The Value of Fuzz Testing

Coincidentally after my Go Fuzz post yesterday, today I see:

Why Did the OpenSSL Punycode Vulnerability Happen

Buffer overruns aren't a problem with Go (unless you're using unsafe) but the lesson still applies. I should spend more time writing fuzz tests. Especially when the Go tools make it easy.

Tuesday, November 01, 2022

Go Fuzz

Go 1.18 included a new fuzz testing facility. (overshadowed by generics.) I haven't used it a lot but it has been helpful in a few cases. For example, I used it to test gSuneido's regular expression code and found a number of obscure bugs.

A few days ago, one of our customers got a runtime bounds error from parsing a date. This code has been running in production for years without seeing this error so presumably it was something obscure.
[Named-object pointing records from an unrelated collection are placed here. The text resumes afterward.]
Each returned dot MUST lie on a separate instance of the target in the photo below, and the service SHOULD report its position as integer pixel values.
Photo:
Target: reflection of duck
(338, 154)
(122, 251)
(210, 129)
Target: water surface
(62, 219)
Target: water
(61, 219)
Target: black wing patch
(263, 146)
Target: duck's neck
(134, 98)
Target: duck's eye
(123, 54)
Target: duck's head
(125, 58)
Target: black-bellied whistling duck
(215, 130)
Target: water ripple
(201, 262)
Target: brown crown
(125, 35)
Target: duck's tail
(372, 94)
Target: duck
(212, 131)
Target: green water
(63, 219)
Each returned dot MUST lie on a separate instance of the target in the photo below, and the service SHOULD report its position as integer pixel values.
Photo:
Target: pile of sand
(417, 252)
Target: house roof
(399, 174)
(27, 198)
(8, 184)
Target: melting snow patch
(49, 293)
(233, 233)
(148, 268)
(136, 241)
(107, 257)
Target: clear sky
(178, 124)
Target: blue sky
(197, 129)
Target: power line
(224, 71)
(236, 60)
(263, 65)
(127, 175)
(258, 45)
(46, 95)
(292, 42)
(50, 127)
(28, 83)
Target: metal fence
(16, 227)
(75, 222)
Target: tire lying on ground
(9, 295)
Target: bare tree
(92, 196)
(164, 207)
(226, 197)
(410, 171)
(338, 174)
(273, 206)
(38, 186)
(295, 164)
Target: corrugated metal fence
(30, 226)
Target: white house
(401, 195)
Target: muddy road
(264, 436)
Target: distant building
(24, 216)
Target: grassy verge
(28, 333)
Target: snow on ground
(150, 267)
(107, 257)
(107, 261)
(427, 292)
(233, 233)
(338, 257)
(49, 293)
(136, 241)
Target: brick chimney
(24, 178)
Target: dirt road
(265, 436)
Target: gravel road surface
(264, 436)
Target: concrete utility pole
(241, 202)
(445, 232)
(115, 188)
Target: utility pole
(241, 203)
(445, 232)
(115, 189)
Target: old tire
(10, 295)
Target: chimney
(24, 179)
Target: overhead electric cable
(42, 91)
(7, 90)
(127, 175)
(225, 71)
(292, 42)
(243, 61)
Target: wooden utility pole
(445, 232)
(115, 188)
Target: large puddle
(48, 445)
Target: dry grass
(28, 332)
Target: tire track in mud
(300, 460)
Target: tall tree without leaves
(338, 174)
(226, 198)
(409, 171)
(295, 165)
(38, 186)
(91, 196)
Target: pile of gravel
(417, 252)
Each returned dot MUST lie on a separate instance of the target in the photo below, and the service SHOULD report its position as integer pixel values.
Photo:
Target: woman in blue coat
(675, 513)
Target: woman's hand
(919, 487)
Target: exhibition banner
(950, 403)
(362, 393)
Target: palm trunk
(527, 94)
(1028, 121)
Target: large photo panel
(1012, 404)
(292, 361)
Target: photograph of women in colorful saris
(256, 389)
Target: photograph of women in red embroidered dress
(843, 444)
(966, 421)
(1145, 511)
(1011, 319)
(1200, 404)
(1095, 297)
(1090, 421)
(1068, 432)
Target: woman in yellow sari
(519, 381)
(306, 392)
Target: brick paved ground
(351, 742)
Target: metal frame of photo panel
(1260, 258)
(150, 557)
The date parsing code is a little complicated because dates can be written many different ways. The error log didn't have the bad input, but it did have a call stack, so it probably wouldn't have been too hard to find the issue manually. But I was curious whether fuzzing would find it. And if there was one bug, maybe there were more.

To keep it simple, I didn't check for correct results, so the test was just looking for panics.

One of the things that should be simple, but I found confusing, was how to actually run fuzz tests. I'm not sure if it's the simplest, but this seems to work:

go test -fuzz=FuzzParseDate -run=FuzzParseDate

Within a few seconds the fuzz test found an input that would cause a panic.

"0A0A0A0A0A0A0A0A0A00000000"

That's probably not what the customer entered, but it was the same bug, and easily fixed once I could recreate it.

I let it run until it was no longer finding "interesting" inputs which took a few minutes. It didn't find any more bugs.

Ideally the test would be checking for correct output, not just lack of panics. But that requires a second implementation, which I don't have. Sometimes you can round-trip e.g. encode/decode but that wouldn't work in this case.